The Quickchange system was used for all mutagenesis experiments. The primers used were as follows: G22A forward: 5'-CTGAAGTTGAAGCTCGTATCCAGG-3', G22A reverse: 5'-CCTGGATACGAGCTTCAACTTCAG-3', H11Q forward: 5'-GAAAAAACCAACFAAAAATTCCAGCAGATCGAAAAAGAATTCTCTG-3' H11Q reverse: 5'-CAGAGAATTCTTTTTCGATCTGCTGGAATTTTTCGTTGGTTTTTTC-3'E4Q forward: 5'-GTTGTACAGAACCGTGTTATCCAAAAAACCAACGAAA-3' E4Q reverse: 5'-TGGAATTTTTCGTTGGTTTTTTGGATAACACGGTTCT-3' E8Q forward: 5'-CGTGTTATCGAAAAAACCAACCAAAAATTCCACCAGA-3' E8Q reverse: 5'-TTCGATCTGGTGGAATTTTTGGTTGGTTTTTTCGATA-3' E14Q forward: 5'-CAACGAAAAATTCCACCAGATCCAAAAAGAATTCTCT-3' E14Q reverse: 5'-CAACTTCAGAGAATTCTTTTTGGATCTGGTGGAATTT-3' E16Q forward: 5'-TTCCACCAGATCGAAAAACAATTCTCTGAAGTTGAAG-3' E16Q reverse: 5'-GACCTTCAACTTCAGAGAATTGTTTTTCGATCTGGTG-3' E19Q forward: 5'-CAGATCGAAAAAGAATTCTCTCAAGTTGAAGGTCGTA-3' E19Q reverse: 5'-CTGGATACGACCTTCAACTTGAGAGAATTCTTTTTCG-3' E21Q forward: 5'-AAAAGAATTCTCTGAAGTTCAAGGTCGTATCCAGGAC; E21Q reverse: 5'-GGTCCTGGATACGACCTTGAACTTCAGAGAATTCTTT-3' E28Q forward: 5'-GTCGTATCCAGGACCTGCAAAAATACGTTGAAGACA-3' E28Q reverse: 5'-TGTCTTCAACGTATTTTTGCAGGTCCTGGATACGAC-3' E32Q forward: 5'-GACCTGGAAAAATACGTTCAAGACACCAAAATCTAAC-3' E32Q reverse: 5'-CGAGTTAGATTTTGGTGTCTTGAACGTATTTTTCCAG-3'.

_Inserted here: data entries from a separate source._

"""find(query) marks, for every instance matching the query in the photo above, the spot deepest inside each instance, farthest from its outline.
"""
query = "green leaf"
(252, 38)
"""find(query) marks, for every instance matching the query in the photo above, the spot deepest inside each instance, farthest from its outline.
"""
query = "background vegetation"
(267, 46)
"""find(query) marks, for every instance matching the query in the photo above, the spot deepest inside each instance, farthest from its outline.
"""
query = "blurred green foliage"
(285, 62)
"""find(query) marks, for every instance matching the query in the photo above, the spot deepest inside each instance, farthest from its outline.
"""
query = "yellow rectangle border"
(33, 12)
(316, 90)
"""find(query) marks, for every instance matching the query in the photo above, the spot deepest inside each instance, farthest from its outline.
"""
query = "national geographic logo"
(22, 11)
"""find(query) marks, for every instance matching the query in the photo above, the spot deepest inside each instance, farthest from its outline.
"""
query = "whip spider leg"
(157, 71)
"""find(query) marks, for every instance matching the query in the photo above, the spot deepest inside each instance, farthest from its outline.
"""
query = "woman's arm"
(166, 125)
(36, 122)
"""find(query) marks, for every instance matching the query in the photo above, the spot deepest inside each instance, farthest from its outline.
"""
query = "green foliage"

Expression and purification of peptides
The pTYB11 plasmids containing the LOOP-36 peptide and its mutants were transformed into super-competent BL21 cells. The protein expression was induced by Isopropyl β-D-1-thiogalactopyranoside at 25°C and bacteria were collected 6 h after induction by centrifugation. Peptides were purified by affinity chromatography, using a chitin resin and chitin-binding domain tag, following the manufacturer’s instructions. The eluate from the chitin affinity column was dialyzed (2000 Da membrane cut-off) three times against 10 mM phosphate buffer, pH 7.2. A fourth round of dialysis was performed against 10 mM triethyl ammonium bicarbonate buffer, pH 8.5. The peptide was then concentrated by ultra-filtration (Centricon, 3000 Da cut-off) and lyophilized to complete elimination of the volatile triethyl ammonium bicarbonate buffer. Purity was checked by SDS–PAGE and mass spectrometry.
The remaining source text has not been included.